Imagine that you have a data collection that contains information about 16th century British literature. Each document has the title of the work and the author’s name—for example, one record would be { “title”: “Romeo and Juliet”, “author”: “William Shakespeare” }. If we set the shard key to be titles, searching for this work by its title becomes simple. The mongos just targets the shard that holds literature beginning with the letter R. However if we run a query such as db.collection.find({ “author”: “J. K. Rowling” }), the mongos will need to pass that query to every shard and wait for a response from all of them before being able to authoritatively declare that there were no works by J. K. Rowling in the collection. In scenarios such as this, a single slow shard can bring down the performance of the entire cluster.

For more information see the MongoDB query optimization documentation.

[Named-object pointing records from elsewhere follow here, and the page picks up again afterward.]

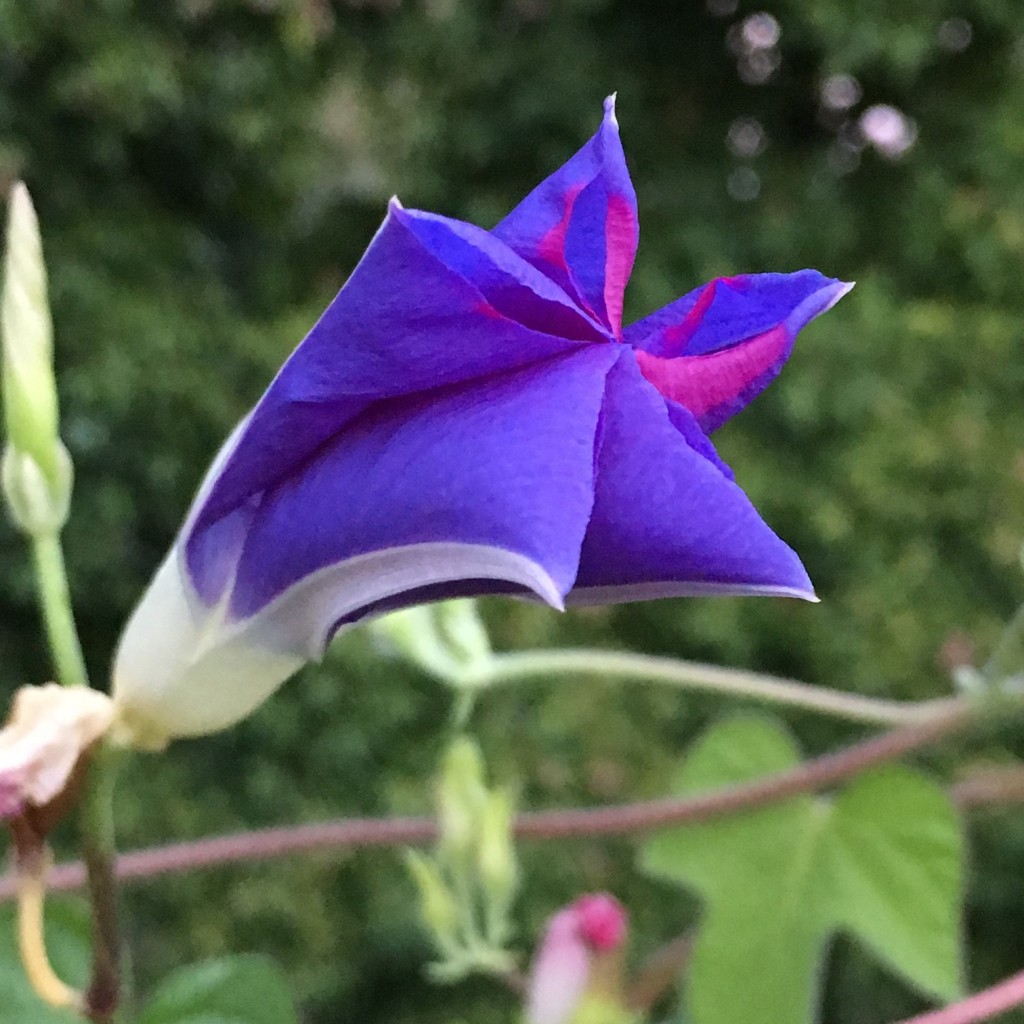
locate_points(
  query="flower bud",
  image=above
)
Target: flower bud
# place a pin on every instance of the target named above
(443, 639)
(37, 503)
(496, 854)
(29, 388)
(576, 977)
(437, 905)
(461, 799)
(461, 625)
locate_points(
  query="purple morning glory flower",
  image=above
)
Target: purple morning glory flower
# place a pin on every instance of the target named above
(470, 417)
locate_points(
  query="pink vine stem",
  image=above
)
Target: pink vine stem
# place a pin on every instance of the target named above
(612, 820)
(983, 1006)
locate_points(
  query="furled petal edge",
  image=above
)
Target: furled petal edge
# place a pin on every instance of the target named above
(182, 670)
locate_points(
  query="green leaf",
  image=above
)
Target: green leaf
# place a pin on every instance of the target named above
(68, 944)
(883, 861)
(245, 989)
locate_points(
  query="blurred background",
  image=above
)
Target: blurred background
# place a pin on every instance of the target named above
(208, 172)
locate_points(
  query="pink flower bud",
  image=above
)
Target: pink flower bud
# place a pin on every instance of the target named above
(564, 968)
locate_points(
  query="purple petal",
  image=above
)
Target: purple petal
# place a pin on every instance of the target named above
(487, 480)
(719, 347)
(580, 225)
(666, 520)
(427, 306)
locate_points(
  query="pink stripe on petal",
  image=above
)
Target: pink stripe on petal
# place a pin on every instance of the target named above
(676, 338)
(620, 244)
(720, 382)
(551, 247)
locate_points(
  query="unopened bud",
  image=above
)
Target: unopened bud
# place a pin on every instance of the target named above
(461, 798)
(443, 639)
(576, 977)
(461, 624)
(437, 905)
(29, 388)
(38, 502)
(497, 862)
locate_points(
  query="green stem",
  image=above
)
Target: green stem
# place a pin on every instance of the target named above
(692, 675)
(96, 816)
(98, 852)
(54, 598)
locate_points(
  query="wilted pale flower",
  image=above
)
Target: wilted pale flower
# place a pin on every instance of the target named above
(48, 731)
(579, 963)
(469, 417)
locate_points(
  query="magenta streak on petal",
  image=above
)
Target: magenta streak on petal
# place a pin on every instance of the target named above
(486, 309)
(551, 248)
(620, 236)
(676, 338)
(714, 386)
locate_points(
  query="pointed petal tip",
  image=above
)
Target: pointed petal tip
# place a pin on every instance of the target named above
(609, 110)
(839, 289)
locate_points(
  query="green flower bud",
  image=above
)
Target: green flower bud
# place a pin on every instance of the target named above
(443, 639)
(29, 388)
(38, 503)
(461, 624)
(461, 799)
(437, 905)
(496, 855)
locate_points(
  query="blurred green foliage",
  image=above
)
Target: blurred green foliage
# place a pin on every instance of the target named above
(207, 172)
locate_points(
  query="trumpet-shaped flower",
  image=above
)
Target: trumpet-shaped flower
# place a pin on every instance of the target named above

Chaos Experiment 4: Shard latency

Experiment

In this experiment, we’ll identify queries that require broadcast operations and may degrade application performance. To do this we’ll need to log slow operations. Slow is relative and should be based on your particular application and Service Level Objectives, but for this example we’re setting it to 5000 milliseconds. Set the mongos parameter --slowms to 5000 and the --slowOpSampleRate to 1.0. Next, run a scenario using a latency attack to inject 5000ms of latency on one shard. Operations taking more than 5000ms will be logged to the MongoDB diagnostic log. Because this one attack will also cause high latency on operations isolated to the single shard, the scenario should include subsequent steps to shift the latency attack to other shards. Queries that perform broadcast operations will appear in the diagnostic log multiple times, even as the latency attack shifts to different shards, because those queries aggregate data from all shards.

Hypothesis

Queries that use targeted operations only need to communicate with specific shards and will see intermittent latency (dependent on which shard or shards hold the required data). Queries that use broadcast operations will always see latency as they require interaction with all shards.

Abort conditions

You should halt your Chaos Experiment if the cluster performance degrades enough to negatively affect the user experience.

Conclusion

MongoDB’s rich feature set makes operating a performant, highly available datastore easier. To understand how these features work in your unique environment, and to test that they do indeed work as intended, you’ll need to test them. We’ve provided a few examples you can run. As you read and worked through them, you probably thought of other ideas for chaos experiments specific to your system that would help you learn what you want to know and, ultimately, enhance your resilience.